Repelita Jakarta - Komisaris PT Pelni, Dede Budhyarto, menyindir sikap Roy Suryo dan rekan-rekannya yang menolak hasil uji forensik atas ijazah milik Joko Widodo yang dilakukan oleh Bareskrim Polri.
Melalui unggahan di akun media sosial miliknya, Dede menduga bahwa penolakan tersebut merupakan bentuk penghindaran dari proses forensik yang resmi.
Ia menuliskan bahwa kelompok tersebut menginginkan uji dilakukan di luar negeri, bahkan secara sarkastik menyebut mereka bisa saja meminta uji dilakukan di markas CIA atau bahkan Kutub Utara.
“Gerombolan itu pengen uji forensik di Singapura.

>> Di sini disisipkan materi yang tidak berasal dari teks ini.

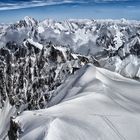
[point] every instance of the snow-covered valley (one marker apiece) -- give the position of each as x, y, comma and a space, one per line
70, 80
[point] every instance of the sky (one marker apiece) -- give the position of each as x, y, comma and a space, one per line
14, 10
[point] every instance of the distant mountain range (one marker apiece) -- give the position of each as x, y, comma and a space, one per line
37, 57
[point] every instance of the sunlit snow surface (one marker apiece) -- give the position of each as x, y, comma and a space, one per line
93, 104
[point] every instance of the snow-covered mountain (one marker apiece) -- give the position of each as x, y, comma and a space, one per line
39, 69
92, 104
114, 43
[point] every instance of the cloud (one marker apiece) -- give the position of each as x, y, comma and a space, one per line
34, 3
18, 4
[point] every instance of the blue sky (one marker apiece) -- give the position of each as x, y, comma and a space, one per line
13, 10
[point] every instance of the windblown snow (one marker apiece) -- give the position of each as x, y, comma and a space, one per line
92, 104
65, 80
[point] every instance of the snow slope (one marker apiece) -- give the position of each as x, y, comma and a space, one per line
93, 104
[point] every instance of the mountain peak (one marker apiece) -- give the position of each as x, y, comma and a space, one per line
30, 21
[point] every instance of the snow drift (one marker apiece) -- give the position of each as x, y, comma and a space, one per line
93, 104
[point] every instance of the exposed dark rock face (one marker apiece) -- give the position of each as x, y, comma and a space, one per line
27, 72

Ntar ngeles lagi pengen uji forensik di markas CIA. Ndak percaya lagi minta forensik di kutub utara,” tulisnya.
Ia juga menyebut kelompok Roy Suryo sebagai para pecundang.
"Begitulah kelakuan para pecundang," tulisnya.

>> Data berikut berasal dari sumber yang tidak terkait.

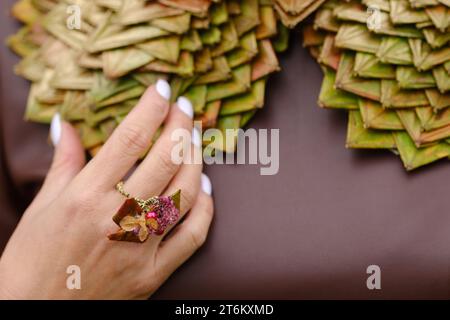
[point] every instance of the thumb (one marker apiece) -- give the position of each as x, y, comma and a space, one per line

Sebelumnya, Tim Advokasi Anti Kriminalisasi Akademisi dan Aktivis menyampaikan penolakan atas hasil uji laboratorium forensik terhadap ijazah Jokowi yang dilakukan oleh Bareskrim.
Tim ini mewakili sejumlah tokoh seperti Dr Roy Suryo, Dr Rismon Hasiholan Sianipar, Rizal Fadillah SH, Dr Tifauzia Tyassuma, Kurnia Tri Royani, dan Prof Egi Sudjana.
Pernyataan mereka disampaikan dalam konferensi pers yang ditayangkan melalui kanal YouTube.
Meski hasil uji tersebut belum dirilis secara resmi, perwakilan tim, Ahmad Khozinudin, menyebut pihaknya telah memiliki alasan kuat untuk menolak hasilnya.
Ahmad yang menjabat sebagai Koordinator Nonlitigasi dari tim tersebut menyatakan bahwa proses uji forensik yang dilakukan Bareskrim berlangsung tidak imparsial.
Ia menyoroti bahwa tindakan cepat dari Bareskrim muncul setelah klien mereka dilaporkan oleh Joko Widodo ke Polda Metro Jaya atas dugaan pencemaran nama baik.
Menurutnya, penyelidikan yang disebut telah mencapai 90 persen itu menimbulkan kecurigaan karena dianggap memiliki tujuan politis.
Ahmad juga mengkritik bahwa proses tersebut tidak menjunjung prinsip transparansi dan akuntabilitas.
Ia menilai langkah itu lebih condong pada upaya membenarkan keaslian ijazah Jokowi, bukan mengungkap fakta sebenarnya.
Ia pun menegaskan bahwa laporan masyarakat yang ditindaklanjuti melalui informasi intelijen seharusnya belum dikategorikan sebagai proses hukum substantif.